What is TypeScript? TypeScript is an open source,typed syntactic superset of JavaScript

Why developers want types?

Using tsc and compiling TS code into JavaScript

tsc: typescript complier, complies to readable JS watch: Watch input files, watches for source changes, and rebuilds automatically preserveWatchOutput: Disable wiping the console in watch mode.

Creating .d.ts files from .js filies

// tsconfig.json
{
  // Change this to match your project
  "include": ["src/**/*"],
  "compilerOptions": {
    // Tells TypeScript to read JS files, as
    // normally they are ignored as source files
    "allowJs": true,
    // Generate d.ts files
    "declaration": true,
    // This compiler run should
    // only output d.ts files
    "emitDeclarationOnly": true,
    // Types should go into this directory.
    // Removing this would place the .d.ts files
    // next to the .js files
    "outDir": "dist",
    // go to js file when using IDE functions like
    // "Go to Definition" in VSCode
    "declarationMap": true,
    // js files emitted can be run using node if they are "CommonJS" type modules
    "module": "CommonJS"
  }
}

If you’d like to write tests for your .d.ts files, try tsd.

Variables and simple values

let age = 6 on hover let age: number TypeScript is able to infer that age is a number, based on the fact that we’re initializing it with a value as we are declaring it.

Literal type

const age = 6 on hover const age: 6 here age will always be 6 in this program.

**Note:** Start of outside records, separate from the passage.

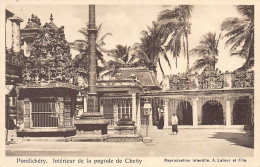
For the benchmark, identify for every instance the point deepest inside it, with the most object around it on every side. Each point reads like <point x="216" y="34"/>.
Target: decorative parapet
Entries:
<point x="211" y="80"/>
<point x="182" y="82"/>
<point x="242" y="79"/>
<point x="118" y="83"/>
<point x="208" y="80"/>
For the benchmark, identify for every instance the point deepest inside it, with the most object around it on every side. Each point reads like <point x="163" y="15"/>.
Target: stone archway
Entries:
<point x="241" y="112"/>
<point x="184" y="113"/>
<point x="212" y="113"/>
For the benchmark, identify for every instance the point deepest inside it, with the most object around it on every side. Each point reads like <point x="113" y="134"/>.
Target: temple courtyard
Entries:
<point x="190" y="142"/>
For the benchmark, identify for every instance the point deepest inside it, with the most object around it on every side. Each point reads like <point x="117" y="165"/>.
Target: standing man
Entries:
<point x="174" y="124"/>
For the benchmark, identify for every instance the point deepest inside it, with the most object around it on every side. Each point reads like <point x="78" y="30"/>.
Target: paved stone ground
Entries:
<point x="188" y="143"/>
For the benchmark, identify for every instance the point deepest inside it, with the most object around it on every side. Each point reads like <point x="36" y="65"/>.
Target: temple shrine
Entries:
<point x="56" y="99"/>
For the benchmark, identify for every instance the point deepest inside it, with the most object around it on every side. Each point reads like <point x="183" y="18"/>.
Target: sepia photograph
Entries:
<point x="117" y="80"/>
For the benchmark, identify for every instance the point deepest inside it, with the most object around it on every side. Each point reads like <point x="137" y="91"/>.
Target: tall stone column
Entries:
<point x="138" y="119"/>
<point x="134" y="107"/>
<point x="228" y="80"/>
<point x="228" y="112"/>
<point x="195" y="112"/>
<point x="166" y="113"/>
<point x="61" y="111"/>
<point x="92" y="95"/>
<point x="16" y="35"/>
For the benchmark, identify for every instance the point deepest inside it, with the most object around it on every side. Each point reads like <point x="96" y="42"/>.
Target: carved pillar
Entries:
<point x="27" y="112"/>
<point x="228" y="112"/>
<point x="134" y="107"/>
<point x="166" y="113"/>
<point x="251" y="98"/>
<point x="199" y="111"/>
<point x="61" y="111"/>
<point x="151" y="118"/>
<point x="16" y="35"/>
<point x="101" y="108"/>
<point x="85" y="104"/>
<point x="138" y="119"/>
<point x="228" y="80"/>
<point x="195" y="112"/>
<point x="115" y="112"/>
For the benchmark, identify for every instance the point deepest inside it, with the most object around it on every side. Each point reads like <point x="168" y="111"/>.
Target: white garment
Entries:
<point x="174" y="120"/>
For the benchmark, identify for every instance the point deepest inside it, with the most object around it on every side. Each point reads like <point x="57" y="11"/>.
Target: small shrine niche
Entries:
<point x="49" y="59"/>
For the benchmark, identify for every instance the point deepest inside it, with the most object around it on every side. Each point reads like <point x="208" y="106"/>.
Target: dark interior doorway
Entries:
<point x="212" y="113"/>
<point x="184" y="113"/>
<point x="241" y="112"/>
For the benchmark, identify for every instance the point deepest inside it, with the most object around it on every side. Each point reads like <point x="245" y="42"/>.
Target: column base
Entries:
<point x="147" y="140"/>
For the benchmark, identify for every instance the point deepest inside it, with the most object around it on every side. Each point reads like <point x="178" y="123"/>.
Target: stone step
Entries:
<point x="89" y="138"/>
<point x="45" y="139"/>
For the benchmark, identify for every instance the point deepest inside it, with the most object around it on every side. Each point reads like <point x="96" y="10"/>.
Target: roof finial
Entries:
<point x="51" y="17"/>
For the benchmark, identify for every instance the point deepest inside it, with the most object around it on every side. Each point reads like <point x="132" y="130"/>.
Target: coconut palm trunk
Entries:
<point x="187" y="52"/>
<point x="92" y="105"/>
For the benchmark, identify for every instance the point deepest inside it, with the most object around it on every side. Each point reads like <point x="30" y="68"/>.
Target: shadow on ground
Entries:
<point x="240" y="139"/>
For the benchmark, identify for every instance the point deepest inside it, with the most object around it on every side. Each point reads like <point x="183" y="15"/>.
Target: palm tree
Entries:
<point x="240" y="34"/>
<point x="176" y="22"/>
<point x="81" y="60"/>
<point x="151" y="49"/>
<point x="207" y="50"/>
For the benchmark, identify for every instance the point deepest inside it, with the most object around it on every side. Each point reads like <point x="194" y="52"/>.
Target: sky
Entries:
<point x="126" y="22"/>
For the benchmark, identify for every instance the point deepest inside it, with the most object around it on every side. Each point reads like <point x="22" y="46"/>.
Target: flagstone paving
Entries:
<point x="188" y="143"/>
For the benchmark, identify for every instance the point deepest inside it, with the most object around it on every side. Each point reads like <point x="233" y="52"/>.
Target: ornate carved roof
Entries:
<point x="145" y="76"/>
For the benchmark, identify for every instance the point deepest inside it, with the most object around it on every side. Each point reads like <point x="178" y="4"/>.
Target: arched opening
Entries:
<point x="212" y="112"/>
<point x="184" y="113"/>
<point x="241" y="112"/>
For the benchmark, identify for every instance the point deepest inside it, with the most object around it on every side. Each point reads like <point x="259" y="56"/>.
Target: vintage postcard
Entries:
<point x="129" y="83"/>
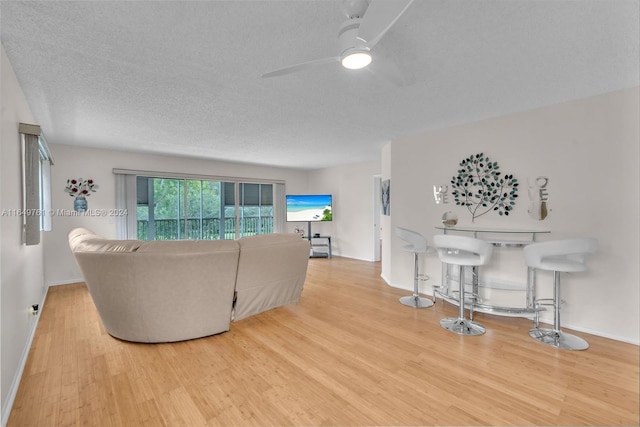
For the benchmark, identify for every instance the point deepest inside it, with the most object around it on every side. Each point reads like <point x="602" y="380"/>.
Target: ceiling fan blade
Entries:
<point x="300" y="67"/>
<point x="379" y="17"/>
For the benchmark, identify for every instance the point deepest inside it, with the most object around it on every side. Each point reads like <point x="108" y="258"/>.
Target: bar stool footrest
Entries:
<point x="558" y="339"/>
<point x="416" y="302"/>
<point x="462" y="326"/>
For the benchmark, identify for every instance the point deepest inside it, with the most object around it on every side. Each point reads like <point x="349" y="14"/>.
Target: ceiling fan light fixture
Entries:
<point x="356" y="59"/>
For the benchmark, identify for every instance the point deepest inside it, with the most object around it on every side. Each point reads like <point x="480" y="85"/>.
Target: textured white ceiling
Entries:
<point x="184" y="77"/>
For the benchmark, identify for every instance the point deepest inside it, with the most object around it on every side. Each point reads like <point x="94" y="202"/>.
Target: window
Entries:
<point x="36" y="180"/>
<point x="178" y="207"/>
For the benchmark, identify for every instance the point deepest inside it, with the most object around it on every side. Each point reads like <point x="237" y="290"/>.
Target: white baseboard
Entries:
<point x="66" y="282"/>
<point x="13" y="390"/>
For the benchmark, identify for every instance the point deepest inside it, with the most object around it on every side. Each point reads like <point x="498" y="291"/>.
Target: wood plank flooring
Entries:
<point x="347" y="354"/>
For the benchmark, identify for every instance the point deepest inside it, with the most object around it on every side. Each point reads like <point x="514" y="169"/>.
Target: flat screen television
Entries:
<point x="309" y="207"/>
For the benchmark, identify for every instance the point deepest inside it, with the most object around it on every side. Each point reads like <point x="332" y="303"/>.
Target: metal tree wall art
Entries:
<point x="482" y="188"/>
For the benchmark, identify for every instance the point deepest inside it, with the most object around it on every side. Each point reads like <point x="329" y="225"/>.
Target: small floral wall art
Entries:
<point x="80" y="189"/>
<point x="482" y="188"/>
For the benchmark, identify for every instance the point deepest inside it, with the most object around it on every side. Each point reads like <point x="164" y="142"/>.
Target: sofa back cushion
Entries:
<point x="159" y="291"/>
<point x="271" y="272"/>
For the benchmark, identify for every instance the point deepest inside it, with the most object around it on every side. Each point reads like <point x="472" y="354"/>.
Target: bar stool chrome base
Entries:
<point x="462" y="326"/>
<point x="416" y="302"/>
<point x="558" y="339"/>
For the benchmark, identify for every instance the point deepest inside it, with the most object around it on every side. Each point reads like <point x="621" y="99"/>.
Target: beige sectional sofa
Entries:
<point x="165" y="291"/>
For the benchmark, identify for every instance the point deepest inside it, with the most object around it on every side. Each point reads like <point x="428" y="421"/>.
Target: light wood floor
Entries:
<point x="347" y="354"/>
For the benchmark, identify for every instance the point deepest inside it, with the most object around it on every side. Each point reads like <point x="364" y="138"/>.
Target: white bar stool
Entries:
<point x="418" y="245"/>
<point x="462" y="251"/>
<point x="558" y="256"/>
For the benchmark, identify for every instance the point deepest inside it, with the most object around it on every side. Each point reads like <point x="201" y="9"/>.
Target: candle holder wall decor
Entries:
<point x="80" y="189"/>
<point x="482" y="188"/>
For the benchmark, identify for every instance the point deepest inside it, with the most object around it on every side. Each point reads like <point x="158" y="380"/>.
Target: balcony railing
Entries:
<point x="205" y="228"/>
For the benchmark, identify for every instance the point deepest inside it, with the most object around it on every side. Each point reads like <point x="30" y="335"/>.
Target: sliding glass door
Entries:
<point x="171" y="209"/>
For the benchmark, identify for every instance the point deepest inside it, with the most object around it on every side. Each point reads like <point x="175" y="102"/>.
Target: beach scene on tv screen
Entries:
<point x="309" y="208"/>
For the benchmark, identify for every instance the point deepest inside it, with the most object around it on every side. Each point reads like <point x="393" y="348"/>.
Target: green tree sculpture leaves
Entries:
<point x="482" y="188"/>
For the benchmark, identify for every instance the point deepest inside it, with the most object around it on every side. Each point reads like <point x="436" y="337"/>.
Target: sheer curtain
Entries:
<point x="279" y="208"/>
<point x="126" y="224"/>
<point x="36" y="183"/>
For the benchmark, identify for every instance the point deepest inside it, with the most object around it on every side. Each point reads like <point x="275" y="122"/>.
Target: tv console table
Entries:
<point x="499" y="238"/>
<point x="326" y="245"/>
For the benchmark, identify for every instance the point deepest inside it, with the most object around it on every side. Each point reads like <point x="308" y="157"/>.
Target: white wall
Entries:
<point x="589" y="150"/>
<point x="352" y="188"/>
<point x="21" y="267"/>
<point x="98" y="164"/>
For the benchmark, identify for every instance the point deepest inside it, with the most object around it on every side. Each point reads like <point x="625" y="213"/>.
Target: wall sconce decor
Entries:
<point x="482" y="188"/>
<point x="80" y="189"/>
<point x="538" y="196"/>
<point x="440" y="194"/>
<point x="385" y="196"/>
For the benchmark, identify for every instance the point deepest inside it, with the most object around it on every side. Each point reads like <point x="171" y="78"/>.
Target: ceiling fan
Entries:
<point x="367" y="23"/>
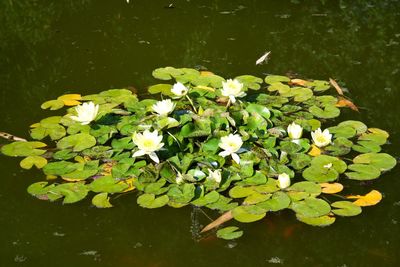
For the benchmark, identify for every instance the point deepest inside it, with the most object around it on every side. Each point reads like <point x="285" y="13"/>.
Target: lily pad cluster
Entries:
<point x="244" y="146"/>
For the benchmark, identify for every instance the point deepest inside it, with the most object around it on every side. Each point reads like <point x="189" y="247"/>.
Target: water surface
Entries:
<point x="48" y="48"/>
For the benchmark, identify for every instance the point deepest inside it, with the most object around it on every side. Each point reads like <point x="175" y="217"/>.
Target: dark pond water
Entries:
<point x="48" y="48"/>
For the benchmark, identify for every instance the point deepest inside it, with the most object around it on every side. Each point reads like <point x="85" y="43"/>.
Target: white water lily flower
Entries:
<point x="214" y="175"/>
<point x="328" y="166"/>
<point x="283" y="180"/>
<point x="179" y="178"/>
<point x="164" y="107"/>
<point x="231" y="144"/>
<point x="320" y="138"/>
<point x="295" y="131"/>
<point x="148" y="142"/>
<point x="232" y="89"/>
<point x="179" y="89"/>
<point x="87" y="112"/>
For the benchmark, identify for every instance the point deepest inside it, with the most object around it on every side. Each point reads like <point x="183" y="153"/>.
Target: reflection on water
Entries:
<point x="48" y="48"/>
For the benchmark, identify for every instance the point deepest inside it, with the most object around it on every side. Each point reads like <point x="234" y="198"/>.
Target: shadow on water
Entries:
<point x="48" y="48"/>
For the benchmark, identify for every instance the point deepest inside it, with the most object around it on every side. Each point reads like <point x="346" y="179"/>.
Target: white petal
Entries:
<point x="236" y="158"/>
<point x="138" y="153"/>
<point x="154" y="157"/>
<point x="224" y="153"/>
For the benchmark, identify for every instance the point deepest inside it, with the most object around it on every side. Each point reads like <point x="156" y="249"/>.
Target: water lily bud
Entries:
<point x="179" y="89"/>
<point x="295" y="131"/>
<point x="232" y="89"/>
<point x="214" y="175"/>
<point x="320" y="138"/>
<point x="283" y="180"/>
<point x="231" y="144"/>
<point x="164" y="107"/>
<point x="148" y="142"/>
<point x="86" y="113"/>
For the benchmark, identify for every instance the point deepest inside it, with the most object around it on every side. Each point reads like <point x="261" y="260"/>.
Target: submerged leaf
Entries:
<point x="101" y="201"/>
<point x="370" y="199"/>
<point x="331" y="188"/>
<point x="229" y="233"/>
<point x="227" y="216"/>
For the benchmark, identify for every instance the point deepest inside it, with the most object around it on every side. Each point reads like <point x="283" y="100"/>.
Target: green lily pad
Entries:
<point x="346" y="208"/>
<point x="77" y="142"/>
<point x="53" y="104"/>
<point x="340" y="146"/>
<point x="241" y="191"/>
<point x="182" y="194"/>
<point x="311" y="207"/>
<point x="150" y="201"/>
<point x="247" y="214"/>
<point x="270" y="186"/>
<point x="229" y="233"/>
<point x="101" y="201"/>
<point x="311" y="188"/>
<point x="256" y="198"/>
<point x="382" y="161"/>
<point x="324" y="169"/>
<point x="29" y="161"/>
<point x="59" y="168"/>
<point x="278" y="201"/>
<point x="363" y="172"/>
<point x="380" y="138"/>
<point x="107" y="184"/>
<point x="299" y="161"/>
<point x="162" y="88"/>
<point x="260" y="109"/>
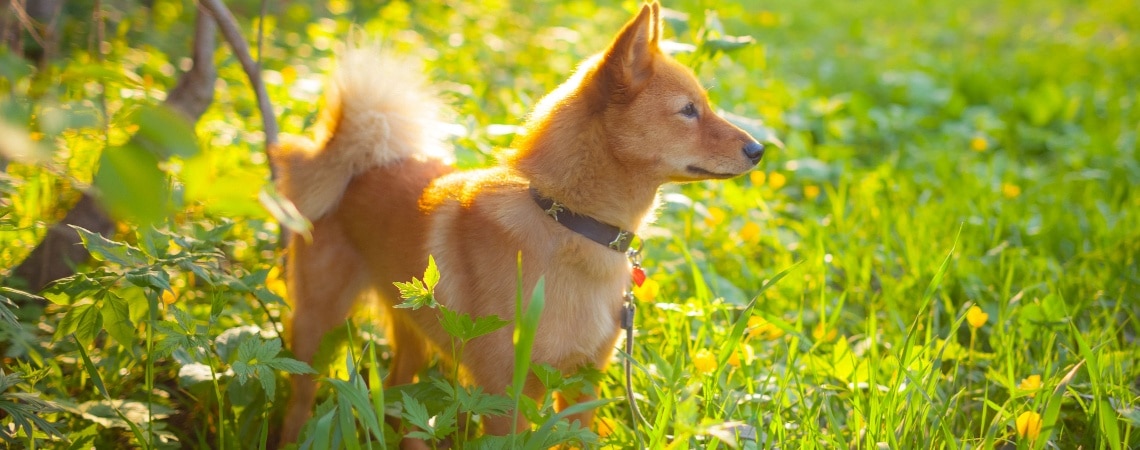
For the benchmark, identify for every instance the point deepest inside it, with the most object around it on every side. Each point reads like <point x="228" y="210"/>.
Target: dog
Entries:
<point x="581" y="177"/>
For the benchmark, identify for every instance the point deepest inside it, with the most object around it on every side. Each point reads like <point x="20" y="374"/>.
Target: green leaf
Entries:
<point x="526" y="328"/>
<point x="285" y="212"/>
<point x="116" y="319"/>
<point x="110" y="251"/>
<point x="415" y="295"/>
<point x="164" y="132"/>
<point x="415" y="412"/>
<point x="131" y="186"/>
<point x="88" y="324"/>
<point x="461" y="326"/>
<point x="729" y="43"/>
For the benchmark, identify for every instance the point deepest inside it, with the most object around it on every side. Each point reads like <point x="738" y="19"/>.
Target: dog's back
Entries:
<point x="379" y="109"/>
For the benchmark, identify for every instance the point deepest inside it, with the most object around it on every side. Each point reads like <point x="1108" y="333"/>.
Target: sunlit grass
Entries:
<point x="954" y="207"/>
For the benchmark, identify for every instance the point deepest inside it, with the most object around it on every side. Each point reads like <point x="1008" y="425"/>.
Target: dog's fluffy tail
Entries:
<point x="377" y="109"/>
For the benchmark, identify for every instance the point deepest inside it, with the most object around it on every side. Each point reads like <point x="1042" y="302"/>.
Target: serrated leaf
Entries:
<point x="415" y="295"/>
<point x="154" y="278"/>
<point x="268" y="379"/>
<point x="116" y="319"/>
<point x="194" y="374"/>
<point x="415" y="412"/>
<point x="88" y="324"/>
<point x="111" y="251"/>
<point x="290" y="366"/>
<point x="6" y="315"/>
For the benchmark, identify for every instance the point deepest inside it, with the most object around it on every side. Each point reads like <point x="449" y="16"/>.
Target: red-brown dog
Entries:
<point x="585" y="172"/>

let mostFlexibleType, if no type is given then it ends up being an implicit any, let mostFlexibleType: any

any is the normal way JavaScript variables work, in that you could assign the above variable to a number, then later a function, then a string.

TypeScript uses the syntax : type after an identifier as the type annotation, where type can be any valid type. Once an identifier is annotated with a type, it can be used as that type only.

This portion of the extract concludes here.